Relevant SRA-2 milestones: M-ALG-1, M-ALG-2, M-ALG-8, M-ALG-9.
Extreme-scale Demonstrators:
- ESCAPE-2 will play an important role in defining a key European weather and climate prediction application benchmark (HPCW) for Extreme-scale Demonstrators. ESCAPE-2 will further develop the dwarf concept pioneered in ESCAPE and the Kronos workload simulator to generate ready-to-use applications for co-design projects (e.g. EuroEXA, NextGenIO) and Extreme-scale Demonstrators. The inclusion of the ICON and NEMO models and the establishment of a weather & climate specific DSL concept --- to allow the implementation of novel mathematical concepts and algorithms across models and hardware platforms --- prepares the weather and climate applications for deployment on the Extreme-scale Demonstrators. The combined outcomes of ESCAPE, NextGenIO, EuroEXA and ESCAPE-2 will be readily available in phase B of the demonstrators.
Ecosystem at large - stakeholders and initiatives:
- European Extreme Data and Computing Initiative: Weather and climate prediction represents a dedicated application area within the current EXDCI project (its work package 3), co-led by an ESCAPE-2 partner institute (CMCC). ESCAPE-2 will impact the definition of the science case for the weather and climate community and act as a focal point for the transition of community models to the exascale with the centre of excellence (ESiWACE) as a dissemination hub. Note that ESCAPE-2 will be the only core development project supporting this transition within FET.
- Centres of Excellence in Computing Applications: ESCAPE-2 develops user-driven application components that provide scalable benchmarks for weather and climate prediction. This will be used to support the definition of the use cases that represent the grand science challenges addressed by the weather and climate prediction centre of excellence ESiWACE (and its potential successor). ESCAPE-2 partners comprise the ESiWACE co-leading institutes (DKRZ and ECMWF), and key partners (MPIM, CMCC, BSC, BULL). ESCAPE-2 will be instrumental in defining the scope of community models supported by future centres of excellence acting on behalf of the weather and climate prediction community.

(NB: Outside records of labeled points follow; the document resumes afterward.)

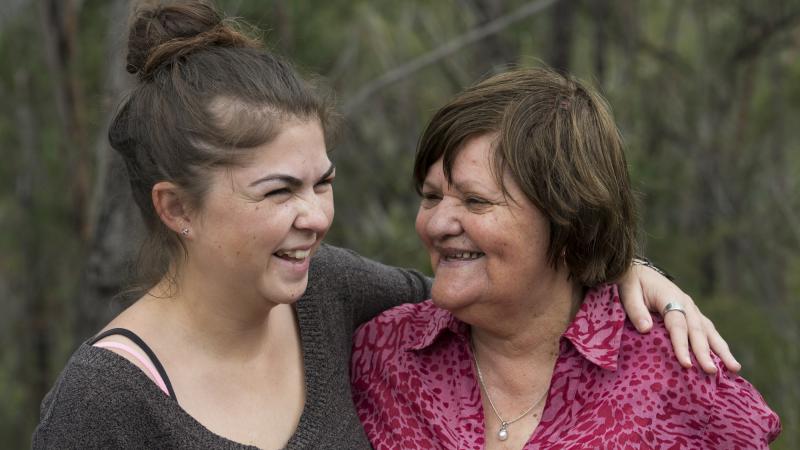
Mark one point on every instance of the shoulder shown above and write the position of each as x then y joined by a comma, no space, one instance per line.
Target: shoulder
725,407
399,326
99,399
332,258
392,333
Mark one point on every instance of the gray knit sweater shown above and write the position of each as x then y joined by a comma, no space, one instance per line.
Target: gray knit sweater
101,400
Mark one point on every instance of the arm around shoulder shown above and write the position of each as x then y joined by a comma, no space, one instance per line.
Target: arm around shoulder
370,287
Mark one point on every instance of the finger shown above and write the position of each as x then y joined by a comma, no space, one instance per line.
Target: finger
720,347
699,341
675,323
633,301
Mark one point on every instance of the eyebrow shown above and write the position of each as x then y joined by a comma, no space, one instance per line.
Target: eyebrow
290,180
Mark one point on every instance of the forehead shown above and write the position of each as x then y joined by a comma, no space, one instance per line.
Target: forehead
475,159
297,148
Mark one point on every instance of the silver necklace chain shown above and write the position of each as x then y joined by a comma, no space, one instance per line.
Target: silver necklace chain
502,433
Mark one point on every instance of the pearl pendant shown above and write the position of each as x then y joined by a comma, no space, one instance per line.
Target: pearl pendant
503,433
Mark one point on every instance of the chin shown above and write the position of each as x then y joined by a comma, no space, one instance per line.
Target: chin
451,298
285,295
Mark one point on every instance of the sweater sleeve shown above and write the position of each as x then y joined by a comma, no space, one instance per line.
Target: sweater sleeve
93,408
370,287
740,418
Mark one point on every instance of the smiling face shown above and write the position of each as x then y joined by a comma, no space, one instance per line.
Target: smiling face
260,222
485,248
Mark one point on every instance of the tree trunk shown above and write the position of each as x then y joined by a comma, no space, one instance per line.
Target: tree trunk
561,46
115,222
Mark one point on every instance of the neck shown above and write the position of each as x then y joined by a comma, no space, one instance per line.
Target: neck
519,347
224,324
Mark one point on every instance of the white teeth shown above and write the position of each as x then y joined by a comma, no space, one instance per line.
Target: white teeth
294,254
465,255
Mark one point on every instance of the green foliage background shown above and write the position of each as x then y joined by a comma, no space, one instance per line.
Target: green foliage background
705,93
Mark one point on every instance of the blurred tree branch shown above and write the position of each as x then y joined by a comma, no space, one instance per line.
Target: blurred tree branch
476,34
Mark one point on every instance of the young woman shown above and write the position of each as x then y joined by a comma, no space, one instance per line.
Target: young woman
226,152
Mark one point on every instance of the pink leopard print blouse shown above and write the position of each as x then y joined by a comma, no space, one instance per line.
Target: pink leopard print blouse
415,388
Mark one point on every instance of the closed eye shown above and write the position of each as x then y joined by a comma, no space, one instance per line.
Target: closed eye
278,192
430,199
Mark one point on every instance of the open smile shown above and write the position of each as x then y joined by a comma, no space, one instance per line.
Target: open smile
451,255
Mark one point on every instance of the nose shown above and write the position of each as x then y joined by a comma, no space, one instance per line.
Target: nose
315,213
440,221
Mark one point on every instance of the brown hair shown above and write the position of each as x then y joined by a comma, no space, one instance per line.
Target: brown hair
207,94
558,139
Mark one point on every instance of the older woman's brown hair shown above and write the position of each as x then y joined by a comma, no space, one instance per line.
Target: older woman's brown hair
558,139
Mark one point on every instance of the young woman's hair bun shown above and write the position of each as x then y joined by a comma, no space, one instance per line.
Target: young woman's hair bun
162,32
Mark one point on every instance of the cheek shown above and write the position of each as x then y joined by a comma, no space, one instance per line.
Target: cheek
420,223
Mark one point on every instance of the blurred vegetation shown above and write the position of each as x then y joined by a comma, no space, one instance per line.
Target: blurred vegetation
705,92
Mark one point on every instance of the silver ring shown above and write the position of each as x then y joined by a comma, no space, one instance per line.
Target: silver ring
673,306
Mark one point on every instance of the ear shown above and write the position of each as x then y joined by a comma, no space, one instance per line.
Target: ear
170,204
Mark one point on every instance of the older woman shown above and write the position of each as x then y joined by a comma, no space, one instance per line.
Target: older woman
528,216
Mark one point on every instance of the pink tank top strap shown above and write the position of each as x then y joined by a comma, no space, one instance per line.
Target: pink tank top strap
137,355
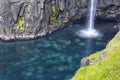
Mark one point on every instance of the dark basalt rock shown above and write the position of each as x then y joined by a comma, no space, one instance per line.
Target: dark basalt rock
26,19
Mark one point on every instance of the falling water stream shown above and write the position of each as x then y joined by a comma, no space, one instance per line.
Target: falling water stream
90,32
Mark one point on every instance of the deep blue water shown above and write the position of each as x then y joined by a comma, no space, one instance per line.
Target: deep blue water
54,57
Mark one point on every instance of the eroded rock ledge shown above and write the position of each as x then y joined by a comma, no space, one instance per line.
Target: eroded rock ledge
26,19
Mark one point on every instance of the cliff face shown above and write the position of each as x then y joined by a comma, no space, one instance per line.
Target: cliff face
24,19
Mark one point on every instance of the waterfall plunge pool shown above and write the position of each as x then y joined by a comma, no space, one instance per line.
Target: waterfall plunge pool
54,57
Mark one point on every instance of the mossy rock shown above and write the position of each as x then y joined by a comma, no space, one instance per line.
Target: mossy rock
105,69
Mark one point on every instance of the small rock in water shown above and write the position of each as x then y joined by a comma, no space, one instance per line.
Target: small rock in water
57,47
28,73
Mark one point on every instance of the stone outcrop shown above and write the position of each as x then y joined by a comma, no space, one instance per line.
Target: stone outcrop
26,19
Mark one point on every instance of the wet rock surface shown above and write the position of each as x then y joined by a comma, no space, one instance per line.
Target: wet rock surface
26,19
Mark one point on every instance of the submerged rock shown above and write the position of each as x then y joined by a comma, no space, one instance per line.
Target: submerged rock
26,19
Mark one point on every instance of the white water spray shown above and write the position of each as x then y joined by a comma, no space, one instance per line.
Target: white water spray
90,32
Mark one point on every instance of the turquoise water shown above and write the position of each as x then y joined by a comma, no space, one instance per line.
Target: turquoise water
54,57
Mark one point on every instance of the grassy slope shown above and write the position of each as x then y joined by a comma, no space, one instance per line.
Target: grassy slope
107,69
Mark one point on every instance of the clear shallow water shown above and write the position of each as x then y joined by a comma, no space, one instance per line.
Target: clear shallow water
55,57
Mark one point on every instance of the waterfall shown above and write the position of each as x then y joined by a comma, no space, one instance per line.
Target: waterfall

ETP4HPC SRA, Completing the value chain:
- ECMWF combines advanced research and operational applications which benefits both the application and service layers spanned by ECMWF (including Copernicus services), its member states and ESCAPE-2 project partners as they represent a significant portion of the European weather and climate forecasting community. The push-through of the envisaged ESCAPE-2 developments follows the same impact route. While the ETP4HPC SRA focuses its recommendations on the industrial impact, a similar value-chain template applies to environmental application and service provision.